Bike sharing polynomial features
---

Exercise - Load and split the data, set the baseline
---

> **Exercise**: Load the dataset. Encode categorical variables with one-hot encoding. Split the data into train/test sets with the `train_test_split()` function from Scikit-learn (50-50 split, `random_state=0`). Fit a linear regression and compare its performance to the median baseline using the mean absolute error (MAE) measure.

In [None]:
import pandas as pd
import os

# Load data
data_df = pd.read_csv("c3_bike-sharing-data.csv")
data_df.head()

In [None]:
# One-hot encoding
encoded_df = pd.get_dummies(
    data_df, columns=["yr", "workingday", "holiday", "weekday", "season", "weathersit"]
)
encoded_df.head()

In [None]:
from sklearn.model_selection import train_test_split

# Split into train/test sets
train_df, test_df = train_test_split(
    encoded_df, train_size=0.5, test_size=0.5, random_state=0
)

print("Train DataFrame:", train_df.shape)
print("Test DataFrame:", test_df.shape)

In [None]:
# Create X/y variables
X_tr = train_df.drop("casual", axis=1).values
y_tr = train_df.casual.values

X_te = test_df.drop("casual", axis=1).values
y_te = test_df.casual.values

In [None]:
import numpy as np

# Mean absolute error (MAE)
def MAE(y, y_pred):
    return np.mean(np.abs(y - y_pred))

In [None]:
from sklearn.linear_model import LinearRegression, Ridge

# Function to fit the model
def fit_model(X_train, y_train, X_test):
    # Create the model
    # Note: Using ridge with a small alpha to avoid ill-conditioning issues
    model = Ridge(alpha=1e-4)  # or LinearRegression()

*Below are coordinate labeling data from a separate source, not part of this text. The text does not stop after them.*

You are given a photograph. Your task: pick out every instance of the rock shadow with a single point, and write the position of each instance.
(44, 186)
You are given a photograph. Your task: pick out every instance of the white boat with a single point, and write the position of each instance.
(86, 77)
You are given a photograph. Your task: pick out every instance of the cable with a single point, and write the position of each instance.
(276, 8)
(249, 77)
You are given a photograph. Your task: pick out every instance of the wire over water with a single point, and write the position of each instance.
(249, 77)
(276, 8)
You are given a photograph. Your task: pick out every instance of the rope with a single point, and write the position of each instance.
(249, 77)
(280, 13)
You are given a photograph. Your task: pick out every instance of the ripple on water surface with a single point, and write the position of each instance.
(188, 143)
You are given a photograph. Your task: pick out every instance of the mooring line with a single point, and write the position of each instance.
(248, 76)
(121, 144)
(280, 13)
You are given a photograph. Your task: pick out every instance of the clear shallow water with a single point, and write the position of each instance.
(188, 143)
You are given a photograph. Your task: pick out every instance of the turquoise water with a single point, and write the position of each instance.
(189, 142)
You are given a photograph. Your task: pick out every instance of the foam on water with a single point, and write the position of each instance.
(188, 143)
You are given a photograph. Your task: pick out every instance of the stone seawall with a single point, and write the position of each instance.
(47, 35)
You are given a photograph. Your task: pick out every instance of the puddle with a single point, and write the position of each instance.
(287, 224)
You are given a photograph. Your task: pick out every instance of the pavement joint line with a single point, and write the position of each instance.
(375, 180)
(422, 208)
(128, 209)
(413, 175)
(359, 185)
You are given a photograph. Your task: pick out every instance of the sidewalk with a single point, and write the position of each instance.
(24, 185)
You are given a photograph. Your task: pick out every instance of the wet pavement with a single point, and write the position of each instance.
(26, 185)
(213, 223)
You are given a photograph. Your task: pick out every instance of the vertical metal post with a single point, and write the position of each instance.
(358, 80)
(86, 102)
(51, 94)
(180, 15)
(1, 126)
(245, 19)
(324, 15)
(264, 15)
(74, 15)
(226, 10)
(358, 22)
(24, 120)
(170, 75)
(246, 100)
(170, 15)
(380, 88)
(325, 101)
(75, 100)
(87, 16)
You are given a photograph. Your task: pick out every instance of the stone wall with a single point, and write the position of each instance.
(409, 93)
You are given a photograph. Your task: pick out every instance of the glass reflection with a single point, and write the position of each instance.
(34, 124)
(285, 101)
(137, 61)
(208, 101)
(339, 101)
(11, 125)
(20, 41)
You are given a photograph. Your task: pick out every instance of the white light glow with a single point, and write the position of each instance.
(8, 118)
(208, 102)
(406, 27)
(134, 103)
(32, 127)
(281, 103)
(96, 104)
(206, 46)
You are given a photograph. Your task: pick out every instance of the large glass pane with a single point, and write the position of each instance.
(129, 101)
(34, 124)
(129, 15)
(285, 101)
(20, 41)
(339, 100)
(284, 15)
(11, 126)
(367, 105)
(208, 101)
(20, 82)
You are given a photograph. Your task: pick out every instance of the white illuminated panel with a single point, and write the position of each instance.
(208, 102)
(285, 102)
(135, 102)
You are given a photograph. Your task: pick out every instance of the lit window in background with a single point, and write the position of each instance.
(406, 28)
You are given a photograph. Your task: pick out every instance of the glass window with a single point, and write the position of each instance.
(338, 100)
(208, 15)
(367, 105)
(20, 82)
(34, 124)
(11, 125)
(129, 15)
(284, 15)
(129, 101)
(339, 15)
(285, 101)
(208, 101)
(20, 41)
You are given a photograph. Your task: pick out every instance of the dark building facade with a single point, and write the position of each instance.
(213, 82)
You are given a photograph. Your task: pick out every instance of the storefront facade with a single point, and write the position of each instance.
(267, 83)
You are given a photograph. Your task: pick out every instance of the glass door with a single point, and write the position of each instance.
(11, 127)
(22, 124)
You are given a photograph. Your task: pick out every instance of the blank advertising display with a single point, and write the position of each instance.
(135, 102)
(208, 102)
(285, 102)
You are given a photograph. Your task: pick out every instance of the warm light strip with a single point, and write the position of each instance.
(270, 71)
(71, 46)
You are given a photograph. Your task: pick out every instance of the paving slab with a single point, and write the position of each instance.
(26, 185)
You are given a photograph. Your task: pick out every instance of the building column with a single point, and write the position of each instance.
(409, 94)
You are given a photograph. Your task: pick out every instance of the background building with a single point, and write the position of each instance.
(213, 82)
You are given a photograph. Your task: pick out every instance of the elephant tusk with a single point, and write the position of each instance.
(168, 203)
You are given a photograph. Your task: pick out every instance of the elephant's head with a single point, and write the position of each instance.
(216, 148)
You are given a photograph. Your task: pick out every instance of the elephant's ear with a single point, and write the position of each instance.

    # Fit it to train data
    model.fit(X_train, y_train)

    # Compute predictions for test set
    y_pred = np.maximum(model.predict(X_test), 50)  # set a lower limit

    return y_pred

In [None]:
# Median baseline
mae_baseline = MAE(y_te, np.median(y_tr))

# Linear regression
y_pred = fit_model(X_tr, y_tr, X_te)
mae_lr = MAE(y_te, y_pred)

print("MAE baseline: {:.3f}".format(mae_baseline))
print("MAE linear regression: {:.3f}".format(mae_lr))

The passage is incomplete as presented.